Qatar hopes to attract roughly 1.2 million visitors to the FIFA World Cup, a number which at almost half of the conservative country's population, poses a logistical and policing challenge.
Qatar has ordered most government employees to work from home during next month's soccer World Cup while schools will have reduced hours two weeks before the tournament before shutting as the country prepares for a big influx of visitors.
Qatar is the first Middle East country to stage the World Cup that kicks off on November 20 with the final set for December 18.
It hopes the tournament will attract roughly 1.2 million visitors, or almost half of the conservative country's population, posing a logistical and policing challenge.

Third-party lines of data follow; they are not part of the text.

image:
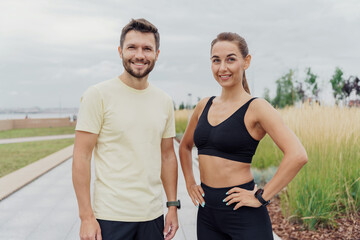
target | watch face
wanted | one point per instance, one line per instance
(259, 191)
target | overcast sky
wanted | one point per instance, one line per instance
(52, 51)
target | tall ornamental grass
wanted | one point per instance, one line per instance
(329, 185)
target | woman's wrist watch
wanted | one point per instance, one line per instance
(174, 203)
(258, 195)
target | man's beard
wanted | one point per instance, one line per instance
(127, 67)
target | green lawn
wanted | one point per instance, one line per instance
(17, 155)
(32, 132)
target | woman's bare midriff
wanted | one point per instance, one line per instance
(219, 172)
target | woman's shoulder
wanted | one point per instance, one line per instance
(201, 105)
(259, 104)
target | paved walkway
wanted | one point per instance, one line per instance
(47, 209)
(34, 139)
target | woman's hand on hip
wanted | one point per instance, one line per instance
(242, 197)
(196, 194)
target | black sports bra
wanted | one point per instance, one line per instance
(229, 139)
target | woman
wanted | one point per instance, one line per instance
(226, 130)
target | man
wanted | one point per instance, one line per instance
(130, 125)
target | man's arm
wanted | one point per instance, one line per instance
(169, 179)
(81, 175)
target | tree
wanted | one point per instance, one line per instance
(285, 91)
(300, 93)
(357, 86)
(337, 83)
(311, 84)
(181, 106)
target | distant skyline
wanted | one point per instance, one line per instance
(52, 51)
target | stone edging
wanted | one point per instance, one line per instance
(12, 182)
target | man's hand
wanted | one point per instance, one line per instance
(90, 229)
(171, 223)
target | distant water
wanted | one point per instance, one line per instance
(4, 116)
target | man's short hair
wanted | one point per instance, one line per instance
(140, 25)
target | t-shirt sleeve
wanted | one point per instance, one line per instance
(169, 130)
(90, 117)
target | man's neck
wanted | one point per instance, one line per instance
(133, 82)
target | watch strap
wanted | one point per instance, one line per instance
(258, 195)
(174, 203)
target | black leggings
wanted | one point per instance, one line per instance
(216, 221)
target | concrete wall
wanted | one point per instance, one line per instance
(35, 123)
(6, 125)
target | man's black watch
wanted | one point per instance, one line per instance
(258, 195)
(174, 203)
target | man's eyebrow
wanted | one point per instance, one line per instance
(229, 55)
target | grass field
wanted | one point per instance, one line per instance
(17, 155)
(32, 132)
(329, 185)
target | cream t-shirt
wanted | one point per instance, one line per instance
(131, 124)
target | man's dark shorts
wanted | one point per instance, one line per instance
(149, 230)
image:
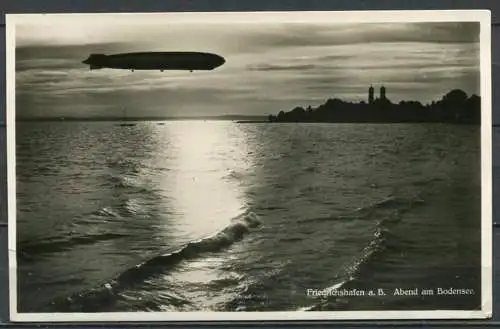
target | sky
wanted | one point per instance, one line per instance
(270, 66)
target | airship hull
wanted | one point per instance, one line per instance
(156, 61)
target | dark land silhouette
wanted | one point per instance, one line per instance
(454, 107)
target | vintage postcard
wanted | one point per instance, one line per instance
(249, 166)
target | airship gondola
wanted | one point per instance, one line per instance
(191, 61)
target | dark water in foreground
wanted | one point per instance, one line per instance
(229, 217)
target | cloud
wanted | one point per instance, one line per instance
(268, 67)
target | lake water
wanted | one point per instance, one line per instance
(223, 216)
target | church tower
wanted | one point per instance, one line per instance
(382, 93)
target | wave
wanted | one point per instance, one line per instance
(395, 206)
(91, 300)
(379, 242)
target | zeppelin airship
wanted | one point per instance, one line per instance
(192, 61)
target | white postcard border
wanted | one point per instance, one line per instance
(481, 16)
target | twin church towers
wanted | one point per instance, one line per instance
(371, 98)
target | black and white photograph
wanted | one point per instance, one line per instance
(249, 166)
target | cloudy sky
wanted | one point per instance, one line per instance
(269, 66)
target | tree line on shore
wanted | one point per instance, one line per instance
(454, 107)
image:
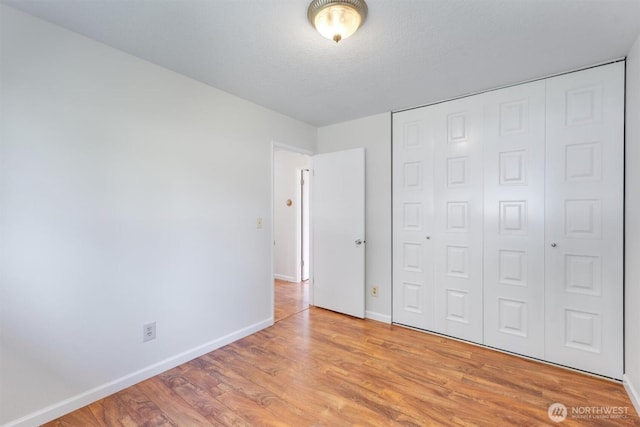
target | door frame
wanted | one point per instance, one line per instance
(278, 146)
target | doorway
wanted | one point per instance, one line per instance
(290, 230)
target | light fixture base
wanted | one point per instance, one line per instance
(337, 19)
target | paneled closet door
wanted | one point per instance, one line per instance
(413, 290)
(457, 226)
(584, 211)
(514, 158)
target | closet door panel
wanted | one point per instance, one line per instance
(584, 211)
(413, 291)
(514, 158)
(457, 221)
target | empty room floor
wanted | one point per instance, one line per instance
(317, 367)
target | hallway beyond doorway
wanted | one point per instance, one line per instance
(290, 298)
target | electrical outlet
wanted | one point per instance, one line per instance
(149, 331)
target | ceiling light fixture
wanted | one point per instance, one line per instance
(337, 19)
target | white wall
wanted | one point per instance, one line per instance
(373, 133)
(632, 227)
(286, 183)
(129, 194)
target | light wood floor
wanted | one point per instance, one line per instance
(316, 367)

For this reason, the government said late on Wednesday that 80% of its workforce would be working from home between November 1 and December 19.
Public and private schools will have shortened classes only until noon between November 1 and November 17 and will then be closed for the entire period of the World Cup and until at least December 22.
Mohammed Al Hajri, spokesperson for Qatar's Government Communications Office, said in a video the measures had been decided after "taking into consideration the public interest and in line with the state's preparation for hosting this event."
A total of 32 teams have qualified and matches will be played at eight stadiums clustered around Doha, the only major city in Qatar, which is the smallest state to host soccer's biggest event.
The Gulf Arab state has built a new transport network in the lead up to the tournament, including expressways and a metro system that started operations in 2019, but it has never handled the kind of visitor numbers expected during the World Cup.